Je sors de l’immeuble, très droite (bon, v’là que j’emploie le féminin pour parler de moi à cette heure ; pourvu que l’incident ne me branche pas sur une voie de garage). À peine ai-je fait dix pas que j’ai des fourmis dans le pétrousquin !
Figurez-vous que la petite Hildegarde radine, le masque ravagé comme celui de Mme Marie Bell quand elle joue Phèdre ! Elle est flanqué de trois hommes dont les fringues civiles ne cachent pas la profession. Je me dis que j’ai été bien inspiré en me déguisant. Bien inspiré surtout en mettant les bouts aussi vite. Elle n’a pas perdu de temps, la reine du Pipe-line ! Dès qu’elle a aperçu les gros titres des baveux elle s’est dégrouillée de foncer chez les Royco ! Oubliés, les belles pages d’amour, les exercices périlleux, les initiatives délicieuses ! La v’là qui se ramène avec les archers pour la cueillette du mec ! Elle a encore le goût de mes baisers aux lèvres, et elle m’envoie à la cabane aux mille lourdes ! Ça, c’est toute la femme. Elles ont la délation chevillée au radada ! Voyez l’histoire criminelle : c’est à cause des gerces que sont tombés tous les grands caïds de la pègre, les Dillinger et consorts ! Les voilà bien, les amies qui vous veulent du bien. Quand elles ont bien pris leur fade, elles vous balancent aux ordures ! Loin du slip, loin du cœur !
Bien que je m’estime méconnaissable, je me plante devant une vitrine pour laisser passer le cortège. Après quoi, je me hâte vers la gare.
C’est peut-être risqué, mais j’ai idée qu’en chiquant à la sourde-muette, je vais pouvoir me faire délivrer un bifton pour Leipzig !
Dans cette ville, j’ai un aminche qui gratte pour les services et qui saura me faire regagner Pantruche.
Ne pouvant demander ma route, je cherche la gare au pifomètre, et comme je tiens une période de veine, je la trouve du premier coup !
Mes dons de mime doivent être de première, car je me fais comprendre uniquement par gestes.
Le même soir, après un voyage sans incident, je pousse la porte du magasin de disques tenus par mon collègue, à Leipzig.
Cadot, c’est un grand type réfléchi qui n’a pas plus de cheveux qu’une bonbonnière en opaline.
Il s’avance vers moi, l’air grave et m’interroge en allemand.
Je l’interromps :
— Parlez-vous français ?
Surpris, il murmure :
— Oui, madame. Que désirez-vous ?
— Un costar et un coup de gnole, ma vieille tête de pinceau usagée !

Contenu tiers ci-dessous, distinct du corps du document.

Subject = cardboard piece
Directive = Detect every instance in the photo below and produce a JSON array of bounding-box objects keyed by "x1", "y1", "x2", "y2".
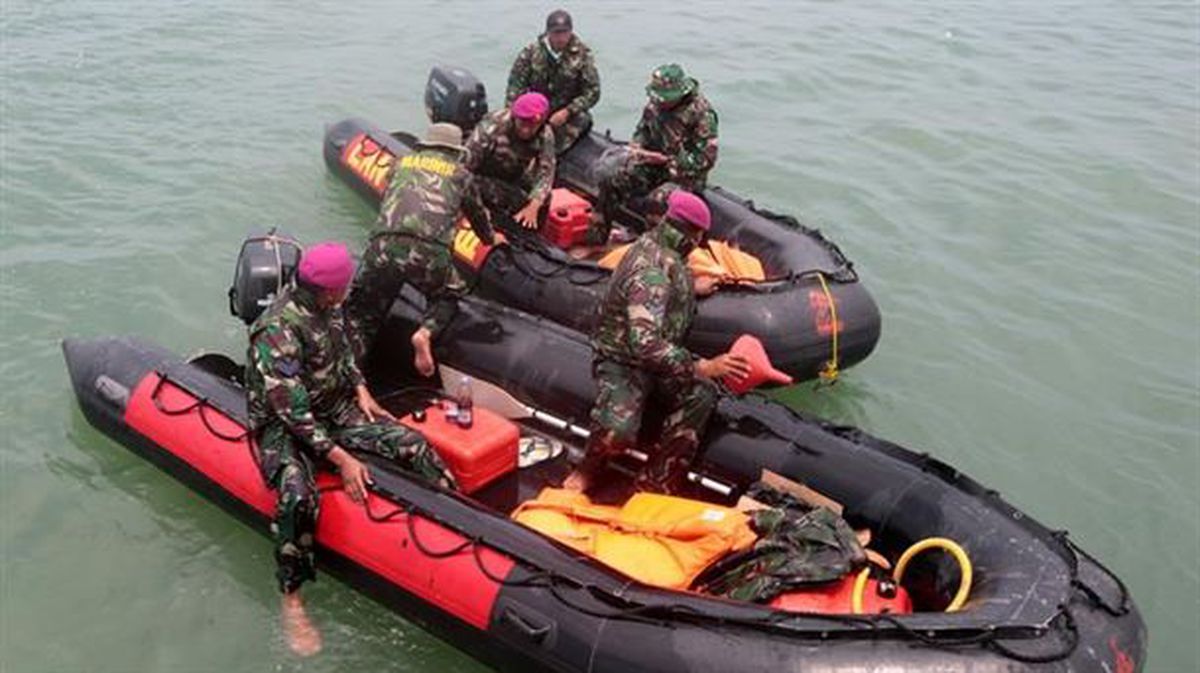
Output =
[{"x1": 759, "y1": 469, "x2": 844, "y2": 515}]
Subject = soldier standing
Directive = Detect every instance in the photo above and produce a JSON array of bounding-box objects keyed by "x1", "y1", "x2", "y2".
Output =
[
  {"x1": 562, "y1": 191, "x2": 750, "y2": 495},
  {"x1": 247, "y1": 242, "x2": 456, "y2": 656},
  {"x1": 506, "y1": 9, "x2": 601, "y2": 154},
  {"x1": 346, "y1": 123, "x2": 476, "y2": 377},
  {"x1": 461, "y1": 92, "x2": 557, "y2": 236},
  {"x1": 590, "y1": 64, "x2": 720, "y2": 245}
]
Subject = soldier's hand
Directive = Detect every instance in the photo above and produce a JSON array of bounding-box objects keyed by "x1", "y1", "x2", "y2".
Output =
[
  {"x1": 328, "y1": 447, "x2": 372, "y2": 506},
  {"x1": 515, "y1": 199, "x2": 542, "y2": 229},
  {"x1": 355, "y1": 384, "x2": 396, "y2": 424},
  {"x1": 635, "y1": 149, "x2": 669, "y2": 165},
  {"x1": 549, "y1": 108, "x2": 571, "y2": 127},
  {"x1": 693, "y1": 274, "x2": 722, "y2": 297},
  {"x1": 696, "y1": 353, "x2": 752, "y2": 381}
]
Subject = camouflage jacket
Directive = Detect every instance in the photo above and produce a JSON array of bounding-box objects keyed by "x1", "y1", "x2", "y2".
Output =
[
  {"x1": 633, "y1": 91, "x2": 719, "y2": 188},
  {"x1": 375, "y1": 145, "x2": 468, "y2": 242},
  {"x1": 693, "y1": 485, "x2": 866, "y2": 602},
  {"x1": 464, "y1": 109, "x2": 557, "y2": 204},
  {"x1": 246, "y1": 285, "x2": 364, "y2": 457},
  {"x1": 592, "y1": 224, "x2": 697, "y2": 379},
  {"x1": 505, "y1": 34, "x2": 601, "y2": 115}
]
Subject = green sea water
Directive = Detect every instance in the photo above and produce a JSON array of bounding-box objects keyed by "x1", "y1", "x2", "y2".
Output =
[{"x1": 2, "y1": 2, "x2": 1196, "y2": 671}]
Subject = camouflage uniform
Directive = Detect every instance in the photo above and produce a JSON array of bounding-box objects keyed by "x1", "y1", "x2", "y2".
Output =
[
  {"x1": 506, "y1": 33, "x2": 601, "y2": 154},
  {"x1": 461, "y1": 109, "x2": 557, "y2": 239},
  {"x1": 582, "y1": 223, "x2": 717, "y2": 494},
  {"x1": 247, "y1": 285, "x2": 455, "y2": 594},
  {"x1": 346, "y1": 145, "x2": 472, "y2": 361},
  {"x1": 593, "y1": 77, "x2": 718, "y2": 244},
  {"x1": 628, "y1": 87, "x2": 719, "y2": 192}
]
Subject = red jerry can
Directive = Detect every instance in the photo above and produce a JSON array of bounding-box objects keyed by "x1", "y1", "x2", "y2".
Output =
[{"x1": 542, "y1": 188, "x2": 594, "y2": 248}]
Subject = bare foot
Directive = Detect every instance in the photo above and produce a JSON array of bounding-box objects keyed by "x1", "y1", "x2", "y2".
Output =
[
  {"x1": 560, "y1": 470, "x2": 588, "y2": 492},
  {"x1": 281, "y1": 592, "x2": 322, "y2": 657},
  {"x1": 410, "y1": 328, "x2": 436, "y2": 378}
]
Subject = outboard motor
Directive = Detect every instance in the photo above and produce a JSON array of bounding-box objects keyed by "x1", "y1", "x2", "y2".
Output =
[
  {"x1": 424, "y1": 65, "x2": 488, "y2": 133},
  {"x1": 228, "y1": 231, "x2": 303, "y2": 325}
]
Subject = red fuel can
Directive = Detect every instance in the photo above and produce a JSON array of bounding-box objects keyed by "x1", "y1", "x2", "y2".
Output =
[
  {"x1": 542, "y1": 188, "x2": 594, "y2": 248},
  {"x1": 400, "y1": 405, "x2": 519, "y2": 494}
]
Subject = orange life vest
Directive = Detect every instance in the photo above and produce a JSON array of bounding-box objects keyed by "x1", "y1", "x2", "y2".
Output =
[
  {"x1": 512, "y1": 488, "x2": 758, "y2": 589},
  {"x1": 597, "y1": 240, "x2": 767, "y2": 282}
]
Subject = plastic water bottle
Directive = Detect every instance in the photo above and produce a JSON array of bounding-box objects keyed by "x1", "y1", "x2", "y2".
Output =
[
  {"x1": 456, "y1": 375, "x2": 473, "y2": 429},
  {"x1": 442, "y1": 393, "x2": 459, "y2": 423}
]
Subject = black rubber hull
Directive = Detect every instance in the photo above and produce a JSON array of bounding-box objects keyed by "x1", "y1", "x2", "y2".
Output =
[
  {"x1": 324, "y1": 118, "x2": 881, "y2": 382},
  {"x1": 64, "y1": 334, "x2": 1146, "y2": 672}
]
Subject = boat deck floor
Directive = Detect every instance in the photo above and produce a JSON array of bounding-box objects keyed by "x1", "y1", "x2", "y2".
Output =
[{"x1": 374, "y1": 383, "x2": 715, "y2": 516}]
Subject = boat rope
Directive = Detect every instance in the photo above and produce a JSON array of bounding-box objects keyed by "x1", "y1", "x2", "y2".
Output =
[
  {"x1": 150, "y1": 374, "x2": 249, "y2": 442},
  {"x1": 811, "y1": 271, "x2": 840, "y2": 385},
  {"x1": 1053, "y1": 530, "x2": 1132, "y2": 616},
  {"x1": 498, "y1": 237, "x2": 610, "y2": 287}
]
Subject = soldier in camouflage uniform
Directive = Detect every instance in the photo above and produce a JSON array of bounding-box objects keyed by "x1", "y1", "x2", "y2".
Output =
[
  {"x1": 562, "y1": 191, "x2": 750, "y2": 495},
  {"x1": 589, "y1": 64, "x2": 720, "y2": 246},
  {"x1": 246, "y1": 242, "x2": 456, "y2": 656},
  {"x1": 506, "y1": 9, "x2": 601, "y2": 154},
  {"x1": 346, "y1": 123, "x2": 476, "y2": 378},
  {"x1": 461, "y1": 92, "x2": 557, "y2": 238}
]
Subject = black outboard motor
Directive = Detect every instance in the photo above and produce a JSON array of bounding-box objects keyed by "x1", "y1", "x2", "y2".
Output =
[
  {"x1": 424, "y1": 65, "x2": 488, "y2": 133},
  {"x1": 228, "y1": 231, "x2": 303, "y2": 325}
]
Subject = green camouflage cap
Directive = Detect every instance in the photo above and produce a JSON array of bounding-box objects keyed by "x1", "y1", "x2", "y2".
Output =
[{"x1": 646, "y1": 63, "x2": 697, "y2": 104}]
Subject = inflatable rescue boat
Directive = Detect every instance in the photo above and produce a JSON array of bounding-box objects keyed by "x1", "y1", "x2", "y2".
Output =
[
  {"x1": 321, "y1": 68, "x2": 882, "y2": 384},
  {"x1": 63, "y1": 328, "x2": 1145, "y2": 672}
]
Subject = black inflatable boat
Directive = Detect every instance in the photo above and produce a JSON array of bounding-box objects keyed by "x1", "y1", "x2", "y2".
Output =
[
  {"x1": 321, "y1": 68, "x2": 881, "y2": 383},
  {"x1": 63, "y1": 326, "x2": 1145, "y2": 672}
]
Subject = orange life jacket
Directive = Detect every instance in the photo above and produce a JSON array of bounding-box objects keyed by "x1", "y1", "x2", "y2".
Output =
[
  {"x1": 597, "y1": 240, "x2": 767, "y2": 282},
  {"x1": 512, "y1": 488, "x2": 758, "y2": 589}
]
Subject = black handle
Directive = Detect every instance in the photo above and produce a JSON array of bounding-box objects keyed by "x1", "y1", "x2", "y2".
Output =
[{"x1": 502, "y1": 607, "x2": 552, "y2": 643}]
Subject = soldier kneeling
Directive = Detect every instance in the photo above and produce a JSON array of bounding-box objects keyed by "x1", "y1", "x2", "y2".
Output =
[{"x1": 562, "y1": 191, "x2": 749, "y2": 495}]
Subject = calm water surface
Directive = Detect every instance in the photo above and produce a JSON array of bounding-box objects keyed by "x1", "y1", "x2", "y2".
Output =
[{"x1": 2, "y1": 1, "x2": 1197, "y2": 671}]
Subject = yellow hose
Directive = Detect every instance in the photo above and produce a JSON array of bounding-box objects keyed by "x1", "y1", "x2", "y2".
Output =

Et de lever un coin de ma jupe sur mes jambes poilues pour lui faire voir que je ne suis pas celle qu’il pense !
ÉPILOGUE
La Méditerranée scintille jusqu’à l’infini. Les paillettes de quartz constellant la plage immense brillent d’un même feu. Il fait soleil et l’air embaume le mimosa.
J’avance le long des chaises longues alignées en rang d’oignons, à la recherche de Félicie. À l’hôtel, on m’a dit qu’elle était sur la plage. Je me sens follement heureux de vivre et de pouvoir renifler ce merveilleux soleil. Le cœur battant, je cherche M’man dans ce populo. C’est bourré de vieilles Anglish, de mirontons à revenus, et de pépées entretenues par leurs amants ou leurs maris.
Enfin j’avise un corsage mauve que je reconnais. Je fonce.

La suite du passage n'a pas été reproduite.